International Energy Agency said on Wednesday that Russia's output is likely to fall by 30% or 3 million bpd in April as spot Russian cargoes are shunned by buyers in Europe and the United States. Reports indicate Moscow is looking to boost its oil exports to India and China after a dramatic decline in interest for its oil among Western consumers, but its unclear whether Asian demand for Russian crude could compensate for the lack of buying interest from the West. Russia is the world's largest oil exporter, shipping an average 8 million bpd of crude and refined oil products to customers across the globe.

"The prospect of large-scale disruptions to Russian oil production is threatening to create a global oil supply shock. Only Saudi Arabia and the UAE hold substantial spare capacity that could immediately help to offset a Russian shortfall," said IEA in its monthly Oil Market Report.

Against the backdrop of these dire forecasts, peace talks between Russian and Ukrainian delegations seemed to have hit a wall after Ukrainian President Volodymyr Zelensky said that Russia must recognize Ukraine's borders as of 1991, meaning that Crimean Peninsula and eastern regions of Lugansk and Donbass would remain within Ukraine. Prospects of a ceasefire agreement seemed realistic this week as Russian offensive stalled and Kremlin softened its position over regime change in Ukraine.

Zelensky addressed Germany's Bundestag on Thursday, following a speech to a joint session of the U.S. Congress Wednesday, and repeated his call for a halt to the assault of Mariupol, comparing it to the blockade of Leningrad during the Second World War. The situation remains fluid.
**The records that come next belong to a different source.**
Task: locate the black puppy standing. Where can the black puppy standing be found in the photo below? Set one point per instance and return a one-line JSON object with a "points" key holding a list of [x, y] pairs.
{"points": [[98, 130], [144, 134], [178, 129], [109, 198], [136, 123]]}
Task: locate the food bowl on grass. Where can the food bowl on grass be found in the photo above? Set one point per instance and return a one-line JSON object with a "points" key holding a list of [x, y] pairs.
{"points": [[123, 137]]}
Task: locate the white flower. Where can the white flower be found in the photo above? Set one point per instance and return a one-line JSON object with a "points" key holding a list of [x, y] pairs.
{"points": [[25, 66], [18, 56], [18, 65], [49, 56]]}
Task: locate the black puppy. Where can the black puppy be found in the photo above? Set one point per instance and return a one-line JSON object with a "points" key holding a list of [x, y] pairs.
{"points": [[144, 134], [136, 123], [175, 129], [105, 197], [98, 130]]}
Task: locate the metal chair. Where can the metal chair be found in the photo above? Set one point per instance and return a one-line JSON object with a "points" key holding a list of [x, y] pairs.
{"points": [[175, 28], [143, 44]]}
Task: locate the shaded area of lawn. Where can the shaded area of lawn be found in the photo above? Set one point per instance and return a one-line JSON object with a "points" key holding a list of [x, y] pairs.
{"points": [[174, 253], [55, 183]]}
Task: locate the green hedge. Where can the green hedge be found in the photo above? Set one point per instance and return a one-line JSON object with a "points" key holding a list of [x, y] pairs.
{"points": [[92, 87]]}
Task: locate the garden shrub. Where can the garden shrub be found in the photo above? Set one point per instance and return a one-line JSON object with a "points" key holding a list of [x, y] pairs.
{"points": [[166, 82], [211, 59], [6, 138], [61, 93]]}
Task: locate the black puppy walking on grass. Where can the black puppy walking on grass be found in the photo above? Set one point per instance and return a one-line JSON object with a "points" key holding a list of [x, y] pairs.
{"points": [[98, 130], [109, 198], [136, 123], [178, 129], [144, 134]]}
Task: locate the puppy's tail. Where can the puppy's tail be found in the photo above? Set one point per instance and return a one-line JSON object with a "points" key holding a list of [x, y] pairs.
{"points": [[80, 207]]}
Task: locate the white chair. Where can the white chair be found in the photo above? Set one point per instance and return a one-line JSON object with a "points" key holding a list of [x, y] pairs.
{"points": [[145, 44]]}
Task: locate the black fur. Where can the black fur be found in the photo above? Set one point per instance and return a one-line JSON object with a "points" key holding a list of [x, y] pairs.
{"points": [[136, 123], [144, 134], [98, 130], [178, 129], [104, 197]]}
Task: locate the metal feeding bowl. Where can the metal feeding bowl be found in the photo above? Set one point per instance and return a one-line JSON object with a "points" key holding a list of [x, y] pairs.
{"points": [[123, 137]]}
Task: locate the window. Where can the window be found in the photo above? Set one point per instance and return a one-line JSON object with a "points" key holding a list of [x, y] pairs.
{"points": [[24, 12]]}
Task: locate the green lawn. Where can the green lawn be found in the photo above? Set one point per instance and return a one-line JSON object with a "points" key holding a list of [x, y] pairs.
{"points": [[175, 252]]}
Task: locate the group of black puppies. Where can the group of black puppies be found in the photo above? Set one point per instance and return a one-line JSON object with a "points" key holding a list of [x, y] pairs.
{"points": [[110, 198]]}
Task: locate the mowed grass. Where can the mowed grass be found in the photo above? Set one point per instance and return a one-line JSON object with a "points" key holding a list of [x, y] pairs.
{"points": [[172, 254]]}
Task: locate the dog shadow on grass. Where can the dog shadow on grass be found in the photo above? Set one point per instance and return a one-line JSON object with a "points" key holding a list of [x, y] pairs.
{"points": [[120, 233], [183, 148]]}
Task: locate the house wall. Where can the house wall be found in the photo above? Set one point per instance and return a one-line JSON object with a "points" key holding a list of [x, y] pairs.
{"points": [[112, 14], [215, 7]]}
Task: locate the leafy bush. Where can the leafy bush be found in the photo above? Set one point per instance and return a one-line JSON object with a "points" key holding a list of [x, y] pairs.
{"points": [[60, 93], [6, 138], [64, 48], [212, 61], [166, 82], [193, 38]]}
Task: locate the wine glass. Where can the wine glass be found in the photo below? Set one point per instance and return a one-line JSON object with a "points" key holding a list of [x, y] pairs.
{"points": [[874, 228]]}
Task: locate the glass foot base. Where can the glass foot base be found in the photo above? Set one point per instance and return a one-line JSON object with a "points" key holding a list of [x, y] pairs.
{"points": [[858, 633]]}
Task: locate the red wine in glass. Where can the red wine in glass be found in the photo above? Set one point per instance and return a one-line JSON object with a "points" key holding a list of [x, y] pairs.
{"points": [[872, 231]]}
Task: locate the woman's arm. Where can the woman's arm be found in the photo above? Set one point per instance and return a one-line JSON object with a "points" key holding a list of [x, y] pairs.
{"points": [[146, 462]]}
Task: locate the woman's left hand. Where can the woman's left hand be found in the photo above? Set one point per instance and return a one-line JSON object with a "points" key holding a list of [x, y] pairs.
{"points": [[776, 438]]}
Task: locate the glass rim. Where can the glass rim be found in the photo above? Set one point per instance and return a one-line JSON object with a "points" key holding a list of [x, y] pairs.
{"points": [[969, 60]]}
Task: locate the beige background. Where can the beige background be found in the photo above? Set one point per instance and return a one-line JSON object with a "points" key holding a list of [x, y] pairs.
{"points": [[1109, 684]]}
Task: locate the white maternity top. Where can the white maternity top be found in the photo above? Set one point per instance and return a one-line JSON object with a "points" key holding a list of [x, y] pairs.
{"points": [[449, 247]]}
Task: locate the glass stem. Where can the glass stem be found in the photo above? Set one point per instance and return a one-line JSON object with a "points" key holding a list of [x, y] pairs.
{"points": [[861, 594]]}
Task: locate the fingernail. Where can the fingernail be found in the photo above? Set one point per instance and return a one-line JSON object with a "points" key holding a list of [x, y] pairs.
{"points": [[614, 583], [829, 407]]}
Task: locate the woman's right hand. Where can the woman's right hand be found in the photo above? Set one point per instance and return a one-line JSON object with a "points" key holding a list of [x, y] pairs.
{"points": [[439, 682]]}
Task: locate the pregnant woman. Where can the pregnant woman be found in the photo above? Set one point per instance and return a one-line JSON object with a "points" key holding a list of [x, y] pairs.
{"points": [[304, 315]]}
Domestically, the Federal Open Market Committee unveiled its first rate hike since 2018 Wednesday, citing progress in the economy and labor market, adding that the economy was strong enough to withstand another six more rate hikes as it vowed to tame the hottest domestic inflation in more than four decades. The Fed's so-called 'dot plots,' a term used to describe the interest rate projections of the Fed's Open Markets Committee, suggest a Federal Funds rate of around 1.9% by the of this year, implying consecutive rate hikes until December, and 2.8% in 2023 and 2024, even as they expect inflation to moderate heading into the start of next year.

The Fed also released their first of four economic projections in 2022, with its median forecast for economic growth in 2022 revised down from 4% expected in December to a 2.8% growth rate in real gross domestic product. The Fed also ended purchases of Treasuries and mortgage-backed securities this month, an aggressive monetary policy enacted during the early days of the pandemic to ensure market liquidity. The central bank will start to unwind asset purchases, saying today it would begin allowing its $8.9 trillion balance sheet to shrink at a "coming meeting" without elaborating.

The Bureau of Labor Statistics earlier this month reported the Consumer Price Index, a measure of inflation, increased 7.9% year-on-year in February, marking the fourth consecutive month with inflation at a four decade high. Nonetheless, the rate hike comes amid a horrific war in Eastern Europe that has disrupted trade in oil and commodities out of Russia -- a country with a vast geography and abundance of natural resources.

Near 7:45 AM ET, NYMEX April WTI futures jumped above $100 bbl, up more than $5 bbl, and ICE May Brent futures gained $5.41 to $103.41 bbl. NYMEX April RBOB futures advanced 12.95 to $3.1160 gallon, while April ULSD futures rallied 29.58cts to $3.3966 gallon.